My biggest thing especially with under-fives is always to sit and eat with your children and eat the same food. This is so important because: children do not innately know how to eat dinner at a table and food does not motivate children under five. The only thing that motivates a child under five is fun. If they are at a table just being told to eat they are not learning, they learning by copying you. The very first thing I did as a nanny would be always to sit down and eat with the children. The family I was with the longest named me “two dinner Edwards”, because I always ate with the children at 5pm then would go out and eat with friends later. The last job I was in the little boy refused to eat vegetables, but within two weeks of me being with him, he was eating vegetables. The mother said to me I don’t know what you’re doing but keep it up, because her son had a new favourite food of broccoli. The food behaviour in the home changed because I made fun out of it and boys are motivated by challenge, so I would challenge him. “I would say to him you can’t eat a tree”. And of course he ate the tree. Eat with them, eat the same food as them – because they want to be the same as you, they role model you. So do what you want them to copy and feeding children under five needs to be fun. Do not ever clean a child up at the dinner table, let them get food everywhere, on their hands, on their face. Let them feel the food, clean them up away from the table. Let them explore it. Another tip when you do go to wash their face, don’t smother their face with the face washer. They will pull away and bat their hands. Be gentle, lean into them with a soft and soothing voice and clean off one part of their face at a time, explain what you are doing, they will relax and lean into you and let you do it. Be soft and delicate.
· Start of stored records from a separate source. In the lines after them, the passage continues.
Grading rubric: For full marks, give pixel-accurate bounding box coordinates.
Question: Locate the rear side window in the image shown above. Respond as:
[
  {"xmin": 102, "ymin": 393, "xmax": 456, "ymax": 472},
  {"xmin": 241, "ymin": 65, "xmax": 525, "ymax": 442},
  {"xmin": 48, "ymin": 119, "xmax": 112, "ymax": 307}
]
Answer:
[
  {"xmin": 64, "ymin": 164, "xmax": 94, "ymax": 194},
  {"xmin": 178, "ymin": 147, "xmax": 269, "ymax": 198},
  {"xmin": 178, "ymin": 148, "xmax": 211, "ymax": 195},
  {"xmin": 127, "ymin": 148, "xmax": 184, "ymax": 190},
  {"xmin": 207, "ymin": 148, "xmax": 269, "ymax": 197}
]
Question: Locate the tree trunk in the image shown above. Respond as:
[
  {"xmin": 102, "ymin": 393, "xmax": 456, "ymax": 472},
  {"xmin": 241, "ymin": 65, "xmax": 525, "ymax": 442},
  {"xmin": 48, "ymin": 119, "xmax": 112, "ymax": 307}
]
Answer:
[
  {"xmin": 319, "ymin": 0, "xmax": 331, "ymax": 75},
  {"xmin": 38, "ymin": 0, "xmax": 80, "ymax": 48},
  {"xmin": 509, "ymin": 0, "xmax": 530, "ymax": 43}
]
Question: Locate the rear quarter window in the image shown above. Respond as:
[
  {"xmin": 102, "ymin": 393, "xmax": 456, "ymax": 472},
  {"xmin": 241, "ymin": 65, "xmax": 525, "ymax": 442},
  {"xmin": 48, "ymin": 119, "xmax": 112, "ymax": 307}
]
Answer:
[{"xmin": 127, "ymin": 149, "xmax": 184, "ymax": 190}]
Routine. I had a really strict routine. It got to the point that the children could predict what was happening next. This created a sense of calm in them. If children don’t have strict boundaries they don’t feel safe and secure and they can act out because they are feeling disconnected from you. If you are consistent they always know what to expect from you and again they feel secure. Routines and consistence is the key.
Communications with under-fives is so important. Especially over the age of 3, they become much more reasonable. Appreciate that they know more than you think they do. They understand more than they can verbalise. Explain things to them, it’s not fair to dictate to children, explain why you are doing something, this brings understanding and they will be so much more reasonable.
If you want to distract, motivate or engage a child, music wins every time. Make it fun and sing, it captivates them. I spoke to a music teacher about this and she agreed with me that music changes the dynamic and a great way to distract, motivate or engage a child.
Get down on the ground with the children, go to eye level especially with boys. It’s not an innate awareness for parents to get down to eye level. Some parents have an instructional, dictator relationships with children. If they see them at eye level they have a serve and return interaction with their child. For example sit and eat with them at the dinner table, sit with them a do an activity with them.
Start with the end mind, think about how you want them to act not as babies, but as older children. Speak to them with proper words, use appropriate language. That is one of my biggest tips for parents.